Hacker News new | ask | show | jobs
by PeterWhittaker 103 days ago
Interesting article, but it compares apples to a fruit stand: The approach could be improved by comparing Capsicum to using seccomp in the same way.

Sometime ago I wrote a library for a customer that did exactly that: Open a number of resources, e.g., stdin, stdout, stderr, a pipe or two, a socket or two, make the seccomp calls necessary to restrict the use of read/write/etc. to the associated file descriptors, then lock out all other system calls - which includes seccomp-related calls.

Basically, the library took a very Capsicum-like approach of whitelisting specific actions then sealing itself against further changes.

This is a LOT of work, of course, and the available APIs don't make it particularly easy or elegant, but it is definitely doable. I chose this approach because the docker whitelist approach was far too open ended and "uncurated", if you will, for the use-case we were targeting.

In this particular case, I was aided by the fact the library was written to support the very specific use-case of filters running in containers using FIFOs for IPC, logging, and reporting: Every filter saw exactly the same interfaces to the world, so it was relatively easier to lock things down.

Having said that, I wish Linux had a Capsicum-equivalent call, or, even better for the approach I took, a friendlier way to whitelist specific calls.

1 comments

A problem with that approach is that libc can after an upgrade decide to start doing syscalls you were not expecting. Like the first time you call `printf()` it calls `newfstatat()`. Only the first time. Maybe in the future it'll call it more often than that, and then your binary breaks.

I'm not sure what glibc's latest policy is on linking statically, but at least it used to be basically unsupported and bugs about it were ignored. But even if supported, you can't know if it under some configurations or runtime circumstances uses dlopen for something.

Or maybe once you juggle more than X file descriptors some code switches from using `poll()` to using `select()` (or `epoll()`).

My thoughts last time I looked at seccomp: https://blog.habets.se/2022/03/seccomp-unsafe-at-any-speed.h...

This is a problem but fwiw libc's should be falling back to old system calls. You can block clone3 today and see that your libc will fall back to clone.
Yeah. But it still means wandering into de facto unsupported territory in a way that pledge/unveil/landlock does not.

Your example may be true, but I'm guessing it's not a guarantee. Not to mention if one wants to be portable to musl or cosmopolitan libc. The others inherently are more likely to work in a way that any libc would be "unsurprised" by.

Yeah for sure, it's a real issue. In general, seccomp feels hard to use unless you own your stack top to bottom.
> A problem with that approach is that libc can after an upgrade decide to start doing syscalls you were not expecting.

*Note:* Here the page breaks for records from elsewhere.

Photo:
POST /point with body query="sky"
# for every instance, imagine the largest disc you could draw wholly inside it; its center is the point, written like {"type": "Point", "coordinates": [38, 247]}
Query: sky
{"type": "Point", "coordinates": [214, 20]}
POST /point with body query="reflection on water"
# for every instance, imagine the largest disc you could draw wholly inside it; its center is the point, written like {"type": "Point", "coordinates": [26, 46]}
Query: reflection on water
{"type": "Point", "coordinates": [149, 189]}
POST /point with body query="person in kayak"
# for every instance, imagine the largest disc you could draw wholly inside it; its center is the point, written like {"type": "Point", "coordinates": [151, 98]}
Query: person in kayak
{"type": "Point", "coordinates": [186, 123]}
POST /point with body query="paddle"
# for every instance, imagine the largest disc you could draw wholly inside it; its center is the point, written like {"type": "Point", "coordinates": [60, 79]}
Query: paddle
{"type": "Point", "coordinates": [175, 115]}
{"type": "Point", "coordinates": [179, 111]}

That would break capsicum, too, so I don’t see how that’s a problem when “comparing Capsicum to using seccomp in the same way”.

That's the approach I meant by "that approach", the library the parent commenter was talking about writing for a customer. Compare this to Landlock or OpenBSDs pledge/unveil.
Now that Landlock actually is a thing, have you considered writing another followup? Given what I've seen of landlock, I expect it'll be spicy...
I took the bait.

“The goal of Landlock is to enable restriction of ambient rights (e.g. global filesystem or network access) for a set of processes. Because Landlock is a stackable LSM [(Linux Security Model)], it makes it possible to create safe security sandboxes as new security layers in addition to the existing system-wide access-controls. ... Landlock empowers any process, including unprivileged ones, to securely restrict themselves.”

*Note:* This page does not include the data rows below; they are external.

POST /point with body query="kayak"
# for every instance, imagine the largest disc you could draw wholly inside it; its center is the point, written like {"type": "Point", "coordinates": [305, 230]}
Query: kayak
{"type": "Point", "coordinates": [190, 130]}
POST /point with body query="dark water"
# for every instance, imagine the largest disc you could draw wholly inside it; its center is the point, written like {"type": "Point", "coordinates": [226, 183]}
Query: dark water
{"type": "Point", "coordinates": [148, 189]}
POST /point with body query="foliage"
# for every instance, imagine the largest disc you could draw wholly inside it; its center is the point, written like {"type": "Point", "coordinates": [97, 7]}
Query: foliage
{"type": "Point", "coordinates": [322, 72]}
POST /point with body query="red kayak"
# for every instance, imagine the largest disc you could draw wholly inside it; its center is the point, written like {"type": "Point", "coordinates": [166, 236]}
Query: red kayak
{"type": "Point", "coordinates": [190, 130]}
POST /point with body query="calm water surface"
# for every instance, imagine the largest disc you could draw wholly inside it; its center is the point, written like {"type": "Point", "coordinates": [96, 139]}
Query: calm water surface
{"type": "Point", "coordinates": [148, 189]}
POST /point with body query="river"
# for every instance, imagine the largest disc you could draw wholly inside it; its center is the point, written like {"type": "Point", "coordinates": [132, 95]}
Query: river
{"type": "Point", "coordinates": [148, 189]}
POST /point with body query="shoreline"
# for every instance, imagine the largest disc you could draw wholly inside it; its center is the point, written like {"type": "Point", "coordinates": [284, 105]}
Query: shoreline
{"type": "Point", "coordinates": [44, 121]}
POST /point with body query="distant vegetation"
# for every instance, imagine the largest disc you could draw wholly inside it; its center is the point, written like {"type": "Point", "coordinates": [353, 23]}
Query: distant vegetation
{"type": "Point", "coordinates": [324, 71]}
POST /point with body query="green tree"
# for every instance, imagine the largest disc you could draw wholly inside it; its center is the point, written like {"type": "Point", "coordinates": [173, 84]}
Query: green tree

https://docs.kernel.org/userspace-api/landlock.html

I've actually found it pretty fine. It doesn't have full coverage, but they have a system of adding coverage (ABI versions), and it covers a lot of the important stuff.

The one restriction I'm not sure about is that you can't say "~/ except ~/.gnupg". You have to actually enumerate everything you do want to allow. But maybe that's for the best. Both because it mandates rules not becoming too complex to reason about, and because that's a weird requirement in general. Like did you really mean to give access to ~/.gnupg.backup/? Probably not. Probably best to enumerate the allowlist.

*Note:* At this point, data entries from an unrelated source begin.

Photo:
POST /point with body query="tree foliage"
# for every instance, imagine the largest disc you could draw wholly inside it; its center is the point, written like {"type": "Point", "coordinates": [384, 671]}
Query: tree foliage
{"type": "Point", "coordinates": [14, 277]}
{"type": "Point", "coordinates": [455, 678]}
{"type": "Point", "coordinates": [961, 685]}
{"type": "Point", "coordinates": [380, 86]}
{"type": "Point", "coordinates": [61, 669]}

And if you really want to, I guess you can listdir() and compose the exhaustive list manually, after subtracting the "except X".

I find seccomp unusable and not fit for purpose, but landlock closes many doors.

Maybe you know better? I'd love to hear your take.

I definitely don't know better, and after taking a few more looks at landlock, I'm not even sure what my objections were, probably got it confused with something else entirely. Confusion and ignorance on my part I guess.